Why the Lorenz curve matters
– Visualizes which parts of the population hold more or less of the total income/wealth.
– Provides richer information than a single index alone (e.g., two distributions can have the same Gini but different shapes).
– Useful for policy analysis (tax design, redistributive policy), comparative studies (countries, regions), and tracking change over time.

How the Lorenz curve measures inequality
– Plot cumulative population share (x-axis) against cumulative income share (y-axis).
– If the Lorenz curve is close to the diagonal — inequality is low. If it bows far below — inequality is higher.
– The Gini coefficient equals the area between the line of equality and the Lorenz curve divided by the total area under the line of equality (commonly computed via trapezoidal approximation).

Practical steps to create a Lorenz curve and compute the Gini coefficient

Step 1 — Collect and prepare data
– Obtain individual or grouped income/wealth data (tax records, household surveys, administrative data).
– Clean data (handle negatives, zero incomes, outliers as appropriate).
– Sort observations by income from lowest to highest.

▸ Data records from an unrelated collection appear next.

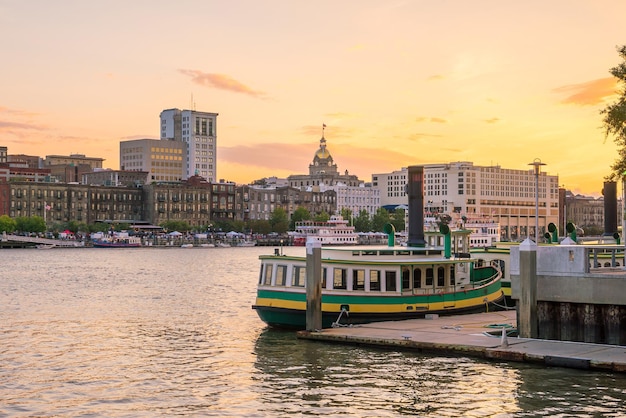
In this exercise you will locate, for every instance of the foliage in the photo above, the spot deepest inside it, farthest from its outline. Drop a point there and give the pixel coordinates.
(347, 215)
(380, 218)
(397, 219)
(614, 117)
(7, 224)
(279, 221)
(300, 214)
(180, 226)
(322, 217)
(362, 222)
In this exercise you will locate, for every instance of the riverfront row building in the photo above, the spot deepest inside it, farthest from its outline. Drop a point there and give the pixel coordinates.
(174, 178)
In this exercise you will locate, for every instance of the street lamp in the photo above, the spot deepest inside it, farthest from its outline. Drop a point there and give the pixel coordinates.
(537, 164)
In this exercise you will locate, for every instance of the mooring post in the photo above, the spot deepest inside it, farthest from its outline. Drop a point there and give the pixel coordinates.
(313, 285)
(527, 311)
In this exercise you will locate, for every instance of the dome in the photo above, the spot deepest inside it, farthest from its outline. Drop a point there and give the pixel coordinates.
(322, 152)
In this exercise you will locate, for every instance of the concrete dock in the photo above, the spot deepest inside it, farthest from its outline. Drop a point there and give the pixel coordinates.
(476, 335)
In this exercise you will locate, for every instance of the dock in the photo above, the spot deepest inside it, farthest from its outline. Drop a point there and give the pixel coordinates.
(476, 335)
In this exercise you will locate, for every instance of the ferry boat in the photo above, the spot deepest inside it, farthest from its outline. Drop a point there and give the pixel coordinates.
(335, 231)
(363, 284)
(116, 240)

Step 2 — Compute shares and cumulative shares
– For each observation or group i:
• population share p_i = (count in i) / (total population)
• income share y_i = (income in i) / (total income)
– Compute cumulative population shares P_k = Σ_{i=1..k} p_i and cumulative income shares Y_k = Σ_{i=1..k} y_i. Set P_0 = Y_0 = 0.

Step 3 — Plot the Lorenz curve
– Horizontal axis: cumulative population share P_k (0 → 1).
– Vertical axis: cumulative income share Y_k (0 → 1).
– Plot points (P_k, Y_k) and connect with lines (piecewise linear) to form the Lorenz curve. Add the diagonal line y = x as the line of equality.

Step 4 — Compute the Gini coefficient (trapezoid formula)
– Calculate the area under the Lorenz curve using trapezoids:
A = Σ_{k=1..n} (P_k − P_{k−1}) * (Y_k + Y_{k−1}) / 2
– The Gini coefficient G = 1 − 2 * A
– (Equivalent: G = (Area between diagonal and Lorenz curve) / 0.5)
– Note: special handling is needed if income/wealth contains negative values — Lorenz and Gini behave differently.

Simple numeric example
Five individuals with incomes: [10, 20, 30, 40, 100] (total = 200).
– Population share each p_i = 0.2.
– Income shares y_i = [0.05, 0.10, 0.15, 0.20, 0.50].
– Cumulative P_k: [0.2, 0.4, 0.6, 0.8, 1.0]. Cumulative Y_k: [0.05, 0.15, 0.30, 0.50, 1.0].
– Area under Lorenz curve (A) via trapezoids = 0.30.
– Gini = 1 − 2*A = 1 − 0.6 = 0.40.
Interpretation: a Gini of 0.40 indicates moderate inequality in this (toy) population.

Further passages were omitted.